这份代码是修改了Tez的示例得到的(已运行通过)。运行前需要在F盘建立“Input”文件夹,并把待统计的文件放入其中,具体可参看代码。结果也是输出在F盘的Output文件中。Windows平台下会报“TaskExit: error (1639): Invalid command line argument. Consult the Windows Installer SDK for detailed command line help.”错误,这是由于win平台本省的原因,并不会影响输出的结果。

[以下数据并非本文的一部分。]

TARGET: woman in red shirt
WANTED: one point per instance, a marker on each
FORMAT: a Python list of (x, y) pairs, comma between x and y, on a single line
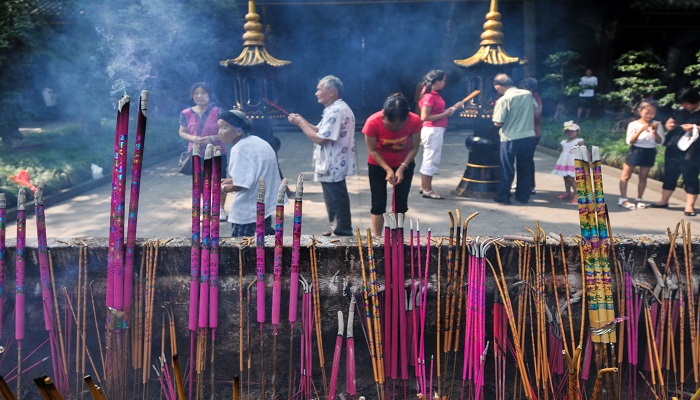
[(392, 136)]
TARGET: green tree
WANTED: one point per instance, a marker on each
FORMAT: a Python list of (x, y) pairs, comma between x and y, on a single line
[(693, 71), (640, 75), (560, 85)]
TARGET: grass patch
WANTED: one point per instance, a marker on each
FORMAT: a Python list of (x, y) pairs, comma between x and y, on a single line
[(62, 157), (599, 132)]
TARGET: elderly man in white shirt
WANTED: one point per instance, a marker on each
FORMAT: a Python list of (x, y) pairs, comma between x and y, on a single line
[(334, 152)]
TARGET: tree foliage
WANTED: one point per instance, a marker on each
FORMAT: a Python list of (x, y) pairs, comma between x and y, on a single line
[(560, 85), (693, 71), (640, 75)]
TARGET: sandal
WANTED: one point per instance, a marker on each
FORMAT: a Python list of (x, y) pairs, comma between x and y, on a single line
[(431, 194), (625, 203)]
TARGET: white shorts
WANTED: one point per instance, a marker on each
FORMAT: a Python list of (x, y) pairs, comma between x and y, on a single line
[(431, 139)]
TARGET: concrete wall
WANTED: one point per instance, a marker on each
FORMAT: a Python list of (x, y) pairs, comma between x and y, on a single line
[(339, 276)]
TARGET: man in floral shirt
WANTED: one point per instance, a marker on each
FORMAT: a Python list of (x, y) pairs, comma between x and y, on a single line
[(334, 152)]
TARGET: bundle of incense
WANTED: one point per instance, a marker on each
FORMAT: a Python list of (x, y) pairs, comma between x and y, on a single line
[(216, 174), (3, 222), (294, 272), (19, 277), (115, 258), (471, 96), (205, 265), (47, 300), (260, 269), (388, 309), (195, 254), (306, 338), (136, 170), (336, 357), (277, 276), (368, 314), (350, 383), (589, 231)]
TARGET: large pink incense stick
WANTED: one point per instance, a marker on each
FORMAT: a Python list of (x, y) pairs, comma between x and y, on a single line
[(350, 382), (260, 259), (279, 247), (423, 310), (45, 276), (3, 222), (195, 254), (388, 299), (214, 235), (296, 244), (294, 271), (277, 275), (260, 250), (395, 286), (336, 357), (136, 169), (115, 268), (19, 276), (206, 240), (401, 289)]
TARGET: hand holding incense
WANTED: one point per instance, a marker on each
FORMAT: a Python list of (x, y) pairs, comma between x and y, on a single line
[(273, 104), (260, 250), (471, 96)]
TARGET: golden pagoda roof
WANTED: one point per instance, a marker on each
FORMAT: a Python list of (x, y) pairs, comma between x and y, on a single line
[(491, 50), (254, 51)]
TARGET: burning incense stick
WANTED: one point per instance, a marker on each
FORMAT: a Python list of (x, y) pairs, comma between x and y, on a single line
[(350, 383), (19, 283), (115, 270), (470, 96), (47, 300), (195, 257), (3, 221), (277, 277), (136, 170), (273, 104), (260, 255), (294, 273), (336, 357)]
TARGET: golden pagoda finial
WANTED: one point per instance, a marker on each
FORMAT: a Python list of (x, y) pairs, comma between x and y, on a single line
[(254, 51), (491, 51)]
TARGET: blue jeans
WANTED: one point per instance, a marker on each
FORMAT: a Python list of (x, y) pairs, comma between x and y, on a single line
[(516, 158)]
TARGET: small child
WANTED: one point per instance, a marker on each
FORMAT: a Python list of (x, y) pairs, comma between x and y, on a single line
[(565, 162), (643, 135)]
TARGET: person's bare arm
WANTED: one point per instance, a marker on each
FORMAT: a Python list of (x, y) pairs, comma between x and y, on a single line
[(310, 130)]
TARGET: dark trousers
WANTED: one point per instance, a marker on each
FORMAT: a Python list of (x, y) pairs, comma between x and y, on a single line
[(335, 195), (378, 188), (516, 158)]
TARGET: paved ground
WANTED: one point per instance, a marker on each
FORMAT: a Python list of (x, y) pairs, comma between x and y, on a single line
[(165, 200)]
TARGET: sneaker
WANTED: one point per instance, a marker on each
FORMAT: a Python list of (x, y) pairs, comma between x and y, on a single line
[(626, 203)]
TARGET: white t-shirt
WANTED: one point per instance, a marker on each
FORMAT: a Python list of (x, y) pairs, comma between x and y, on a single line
[(250, 159), (646, 138), (588, 84), (336, 159)]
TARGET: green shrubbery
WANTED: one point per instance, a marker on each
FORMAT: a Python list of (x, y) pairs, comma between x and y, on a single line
[(62, 157)]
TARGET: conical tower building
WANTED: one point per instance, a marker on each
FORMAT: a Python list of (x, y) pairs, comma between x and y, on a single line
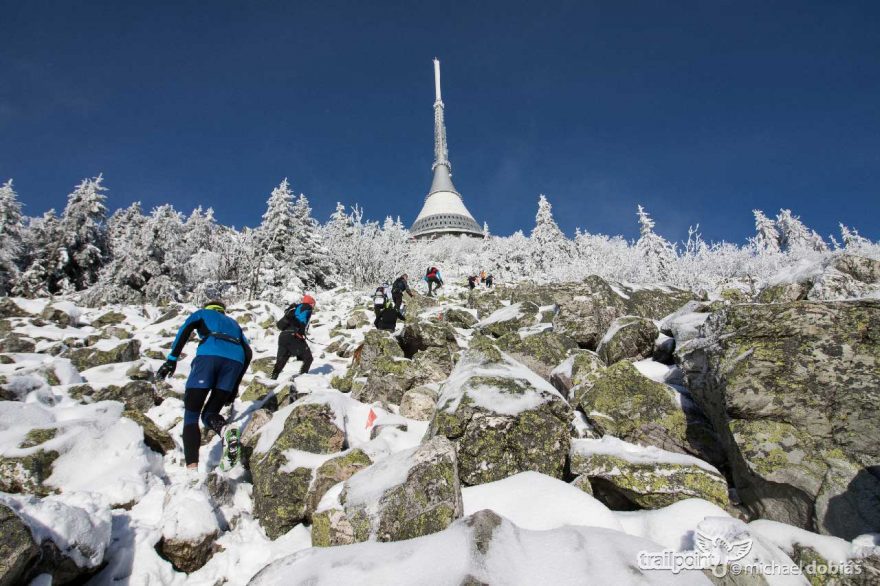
[(444, 211)]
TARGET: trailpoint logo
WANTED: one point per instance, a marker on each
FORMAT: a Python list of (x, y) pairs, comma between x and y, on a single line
[(711, 552)]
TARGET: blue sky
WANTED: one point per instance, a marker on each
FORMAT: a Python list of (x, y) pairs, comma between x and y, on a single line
[(700, 111)]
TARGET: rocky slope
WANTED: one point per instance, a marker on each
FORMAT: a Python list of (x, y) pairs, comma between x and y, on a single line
[(523, 434)]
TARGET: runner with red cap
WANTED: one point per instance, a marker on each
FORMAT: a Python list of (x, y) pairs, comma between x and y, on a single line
[(292, 340)]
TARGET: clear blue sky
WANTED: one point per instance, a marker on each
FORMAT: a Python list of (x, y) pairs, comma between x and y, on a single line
[(699, 110)]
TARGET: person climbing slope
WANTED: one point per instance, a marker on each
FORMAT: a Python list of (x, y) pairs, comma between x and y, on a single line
[(434, 279), (220, 363), (292, 340), (398, 288), (387, 317)]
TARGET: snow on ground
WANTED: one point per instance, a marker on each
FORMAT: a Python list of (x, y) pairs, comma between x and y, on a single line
[(117, 499), (532, 500), (636, 454)]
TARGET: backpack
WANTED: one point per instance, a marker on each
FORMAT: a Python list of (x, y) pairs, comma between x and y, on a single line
[(286, 320), (379, 297)]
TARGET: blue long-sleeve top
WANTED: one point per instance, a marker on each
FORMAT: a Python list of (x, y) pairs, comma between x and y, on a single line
[(212, 327)]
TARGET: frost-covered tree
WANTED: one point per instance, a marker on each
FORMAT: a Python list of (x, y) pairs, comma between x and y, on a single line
[(852, 240), (310, 256), (276, 248), (11, 229), (82, 250), (795, 236), (551, 251), (41, 239), (656, 252), (767, 238), (122, 280)]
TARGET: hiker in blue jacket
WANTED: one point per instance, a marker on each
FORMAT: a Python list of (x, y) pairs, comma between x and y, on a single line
[(220, 363)]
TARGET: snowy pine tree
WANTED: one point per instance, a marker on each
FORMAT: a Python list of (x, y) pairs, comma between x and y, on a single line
[(82, 250), (40, 242), (122, 280), (795, 236), (551, 251), (767, 237), (656, 252), (11, 230), (852, 240)]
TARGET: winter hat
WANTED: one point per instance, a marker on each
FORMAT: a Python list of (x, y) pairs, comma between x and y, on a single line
[(216, 305)]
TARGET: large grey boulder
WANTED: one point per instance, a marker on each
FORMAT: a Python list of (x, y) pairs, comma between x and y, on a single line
[(105, 352), (485, 548), (628, 337), (502, 417), (622, 402), (541, 352), (575, 370), (281, 484), (509, 319), (647, 477), (409, 494), (794, 391), (587, 309), (18, 550)]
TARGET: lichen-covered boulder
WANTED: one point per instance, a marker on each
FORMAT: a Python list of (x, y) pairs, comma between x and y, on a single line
[(9, 308), (502, 417), (484, 302), (358, 319), (411, 493), (263, 365), (586, 309), (332, 472), (509, 319), (541, 351), (14, 342), (18, 550), (111, 318), (156, 438), (622, 402), (105, 352), (575, 370), (251, 433), (794, 391), (862, 269), (629, 337), (281, 485), (57, 315), (137, 395), (140, 370), (23, 471), (421, 335), (189, 528), (419, 403), (460, 318), (648, 477)]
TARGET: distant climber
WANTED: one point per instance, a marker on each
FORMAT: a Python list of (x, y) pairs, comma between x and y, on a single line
[(221, 361), (292, 340), (380, 297), (398, 288), (387, 317), (434, 279)]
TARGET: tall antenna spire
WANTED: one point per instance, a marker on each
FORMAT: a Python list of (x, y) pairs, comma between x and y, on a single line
[(441, 153)]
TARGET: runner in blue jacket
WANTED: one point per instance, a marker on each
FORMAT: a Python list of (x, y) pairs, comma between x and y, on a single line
[(220, 363)]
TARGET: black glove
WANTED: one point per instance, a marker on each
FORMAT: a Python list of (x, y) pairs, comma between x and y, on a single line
[(166, 369)]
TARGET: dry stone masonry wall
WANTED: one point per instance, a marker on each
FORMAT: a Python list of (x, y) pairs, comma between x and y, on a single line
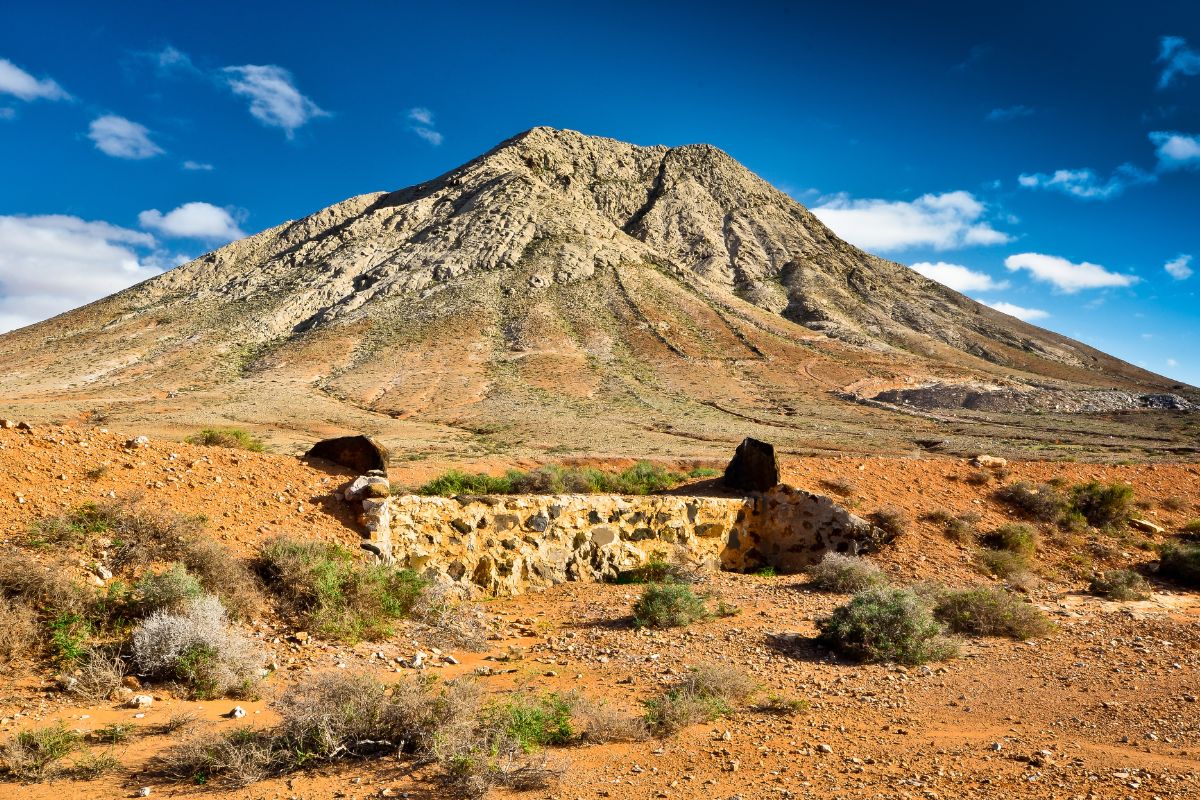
[(507, 545)]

package sqllab.tez.shiyan;
import java.io.IOException;
import java.util.StringTokenizer;
import org.apache.hadoop.conf.Configuration;
import org.apache.hadoop.conf.Configured;
import org.apache.hadoop.io.IntWritable;
import org.apache.hadoop.io.Text;
import org.apache.hadoop.mapreduce.lib.input.TextInputFormat;
import org.apache.hadoop.mapreduce.lib.output.TextOutputFormat;
import org.apache.hadoop.security.UserGroupInformation;
import org.apache.hadoop.util.Tool;
import org.apache.hadoop.util.ToolRunner;
import org.apache.tez.client.TezClient;
import org.apache.tez.dag.api.DAG;
import org.apache.tez.dag.api.DataSinkDescriptor;
import org.apache.tez.dag.api.DataSourceDescriptor;
import org.apache.tez.dag.api.Edge;
import org.apache.tez.dag.api.ProcessorDescriptor;
import org.apache.tez.dag.api.TezConfiguration;
import org.apache.tez.dag.api.Vertex;
import org.apache.tez.dag.api.client.DAGClient;
import org.apache.tez.dag.api.client.DAGStatus;
import org.apache.tez.mapreduce.input.MRInput;
import org.apache.tez.mapreduce.output.MROutput;
import org.apache.tez.mapreduce.processor.SimpleMRProcessor;
import org.apache.tez.runtime.api.ProcessorContext;
import org.apache.tez.runtime.library.api.KeyValueReader;
import org.apache.tez.runtime.library.api.KeyValueWriter;
import org.apache.tez.runtime.library.api.KeyValuesReader;
import org.apache.tez.runtime.library.api.TezRuntimeConfiguration;
import org.apache.tez.runtime.library.conf.OrderedPartitionedKVEdgeConfig;
import com.google.common.base.Preconditions;
import org.apache.tez.runtime.library.partitioner.HashPartitioner;
import org.apache.tez.runtime.library.processor.SimpleProcessor;
import org.slf4j.Logger;
import org.slf4j.LoggerFactory;
public class WCount extends Configured implements Tool {
static String INPUT = "Input";
static String OUTPUT = "Output";
static String TOKENIZER = "Tokenizer";
static String SUMMATION = "Summation";
private static final Logger LOG = LoggerFactory.getLogger(WCount.class);
/*
* Processors typi